Giving Back to Guinea
During the years that she was juggling life as a full-time mom and nursing student, Sylla was unable to visit Guinea, but finally, in 2006, she returned. On a whim, she dropped in on the nearby hospital and clinics. “There was no running water, and the buckets the healthcare workers used to wash their hands were contaminated. There was no money to buy saline to hydrate patients, and children were dying right and left in a matter of hours,” she says. “What I saw saddened me so much that I went home and cried. I told my mom that I felt small and helpless, incapable of making any impact. She said that just holding someone’s hand makes a difference. She really encouraged me to see what I could do.”
Sylla aimed high. She began writing letters to American companies in Guinea, such as Western Union and Total, to solicit donations. Almost immediately dream #6 was realized, thanks to Hyperdynamics Corporation, an oil and gas exploration company from Houston that provided enough money to stock seven cholera camps with antibiotics and saline and to rent trucks to rid the streets of piles of trash, the source of the disease.
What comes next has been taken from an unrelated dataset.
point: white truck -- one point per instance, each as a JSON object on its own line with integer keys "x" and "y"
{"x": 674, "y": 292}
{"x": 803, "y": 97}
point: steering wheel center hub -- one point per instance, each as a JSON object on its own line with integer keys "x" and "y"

As soon as she got back to Texas, Sylla made arrangements to personally thank Kent Watts, then the CEO and chairman of Hyperdynamics. Together they ended up forming American Friends of Guinea (AFG), with the understanding that he would secure financing and Sylla would return to her country once a year to identify new projects and make sure existing ones were running smoothly. Since then, AFG has brought electricity to the main hospital in Conakry, dug wells throughout the country to provide villages with clean water and supplied hospitals and clinics with medications. Dream #7.
When it came time to return to Guinea for her “other job” last year, Sylla requested three weeks off from her job instead of the normal two. Curious, her manager, Yvette Ong, asked why she needed the extra time. Sylla, who had never told anyone on her floor about AFG, explained how she spent her “vacations.” Ong championed the idea as well as the extra week, and then nominated Sylla for the prestigious Inspired Comfort Award. Granted each year by Cherokee Uniforms, the award recognizes non-physician healthcare professionals for exceptional service and the positive impact they have on others’ lives.
Sylla won! “This award makes me understand how different America is from other places. Here, it doesn’t matter where you come from—you can still win something like this,” says one of our newest and hardest-working citizens. (She took the oath on October 21, 2009—dream #8.)
In addition to the recognition, Sylla received an all-expenses-paid Caribbean cruise for two and $1,000 worth of Cherokee Uniforms and Footwear, which she immediately promised to all the nurses on her floor. “One set for everybody,” she says proudly. She was also flown to Los Angeles for a head-to-toe makeover—new scrubs, glamorous hairstyle and makeup done by a pro, who sent Sylla home with many of the products he used. “It was so much fun! As nurses we never get to do things like that, but we need to show the world that we are beautiful inside and out…and that we appreciate being pampered for a change. I loved it! I felt like a superstar for one day!”
True to form, Sylla adds: “This may be the Inspired Comfort Award, but it works both ways—it inspired me, too, making me think I need to work harder and do more.”
Toward that end, Sylla now also works with EngenderHealth, a New York—based organization that provides services and support to impoverished women around the world, including corrective surgery for obstetric fistulas caused by early childbirth, lack of prenatal care and home deliveries. “We are shocked by how many women have come to us for help,” says Sylla. “The problem is more widespread than we ever thought.”
Facilitating these surgeries qualifies as Sylla’s ninth and, one might assume, final dream come true. But her goals go on. She recently met an 80-year-old woman who had been unwanted, isolated and ashamed her entire life due to fistula-induced incontinence. “I realized then that we can’t just provide the surgery and leave these women to go out into their communities on their own. We need to provide them with counseling and money,” Sylla says with conviction. “We have to take it to the next level.”